Because we were interested in exploring differential responses of different cell types/states to different types of gene duplication, we calculated a “paralogue expression retention” (PER) index, defined as the number of pairs expressing both paralogues in a given RCC divided by the number of pairs with at least one paralogue expressed in the RCC, and compared this value across RCCs for all pairs except those for which both paralogues were classified as RCC-u. There was considerable variation in PER by both RCC and duplication type, with WGD and older transposed duplicate pairs showing higher rates of paralogue retention (Figure 10A-B). Variation in PER across RCCs was likely due, in part, to differences in sequencing depth per RCC (RCCs with fewer total reads are more susceptible to dropout). On the assumption that sequencing depth has the same relative effect on PER for different duplication mechanisms in all RCCs, we adjusted for differences in sequencing depth by calculating the differential retention ratio, PERwgd/PERssd for each RCC. Because of our specific interest in the alpha WGD we also calculated PERalpha/PERtandem (Figure 10C). These two ratios were similar (Figure 10D). Variation across RCCs is likely due to differences in cell biology that reflect the degree to which the genes whose expression comprises the transcriptome are dosage sensitive; higher PER of WGD pairs is expected given their greater representation among dosage sensitive gene families (Tasdighian et al., 2017; Qiao et al., 2019).
DISCUSSION
The primary goal of this study was to explore how knowledge of gene expression at the single cell level can elucidate the process of evolution following polyploidy, with a secondary emphasis on single gene duplications. The basic premise is simply an extension of the justification for all single cell biology: that the cell is a more basic level of organization than tissues or organs, and that aggregating different cell types and cell states in any analysis obscures patterns that may be of interest (e.g., Efroni and Birnbaum, 2016; Libault et al., 2017). This is by no means a new idea, but it has not been applied to polyploidy, with the notable exception of the elegant and extensive work on cotton fibers, which are single cells of great economic importance and an excellent system for studying development at the cellular level (Shi et al., 2006; Gou et al., 2007; Taliercio and Boykin, 2007; Hovav et al., 2008a, b; Al-Ghazi et al., 2009; Rapp et al., 2010; Wang et al., 2010; Nigam et al., 2014; Yoo and Wendel, 2014; Hu et al., 2015; Tuttle et al., 2015; Bao et al., 2019; Gallagher et al., 2020). The recent spate of papers on Arabidopsis root biology at single cell resolution (Jean-Baptiste et al., 2019; Ryu et al., 2019; Shulse et al., 2019; Denyer et al., 2019; Zhang et al., 2019) provides comparable information from individual cells (rather than pooled cells) from multiple cell types and their developmental states. Coupled with the longstanding interest in the polyploid nature of the Arabidopsis genome that has led to the classification of its duplicated genes by mechanism of duplication (e.g., Wang et al., 2013; Hao et al., 2018; Qiao et al., 2019), this has provided us with the opportunity to explore the evolution of gene expression in over 11,000 paralogous pairs at a finer scale than has previously been reported. We observed numerous cases of greatly biased paralogue expression among cell types and states of the root, in several cases involving alternate bias of the two paralogues (Figure 5–7). We identified over 7,000 genes ubiquitously expressed in root cells, which afforded us strong hypotheses of ancestral expression, and allowed us to infer extensive expression shifts since paralogue or homoeologue divergence.

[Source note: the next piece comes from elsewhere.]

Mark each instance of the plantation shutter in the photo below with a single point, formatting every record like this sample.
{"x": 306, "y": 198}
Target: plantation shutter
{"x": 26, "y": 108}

There are two perspectives to consider concerning the response to genome duplication: that of the cell and that of the gene. From the standpoint of the cell, the issue is one of function—how does a cell type, optimized functionally in the course of hundreds of millions of years of evolution, adjust to the opportunities and challenges of having its gene repertoire suddenly duplicated? Arabidopsis allows us to address this question after millions of years of evolution during which the genome has fractionated, retaining only a subset of its genes (e.g., Cheng et al., 2018; Emery et al., 2018; Liang and Schnable, 2018). How are these retained duplicates deployed in a given cell type? In contrast to the work on cotton fibers, the Arabidopsis root single cell transcriptome data provide us with 36 cell clusters comprising several cell types with up to several states each. Do all root cell types respond similarly in terms of degree to which they deploy genes that remain duplicated?
From the complementary perspective of the gene, questions involve the mechanisms that have led to the preservation of only a fraction of the genes from two complete homoeologous genomes. This fraction of the genome includes, among other things, genes maintained in duplicate because of dosage constraints, that need not involve any new function or expression pattern (e.g., Freeling, 2009; Birchler and Veitia, 2014; Tasdighian et al., 2017; Defoort et al., 2019). Other pairs of homoeologues are retained, through various different mechanisms, because their functions have evolved to make both copies indispensable (Panchy et al., 2016; Qiao et al., 2019). The fine-grained perspective of single cells and cell types allows us to ask whether there is evidence for differentiation of function or expression among cell types of a single organ, the root, much as Adams et al. (2003) addressed this issue at the level of the component organs of the flower. At an even finer level, are different homoeologues expressed in different cells of the same cell type or cell state? And if expressed within the same cell, do homoeologues participate in different networks, perhaps as a result of concerted divergence (Blanc and Wolfe, 2004)?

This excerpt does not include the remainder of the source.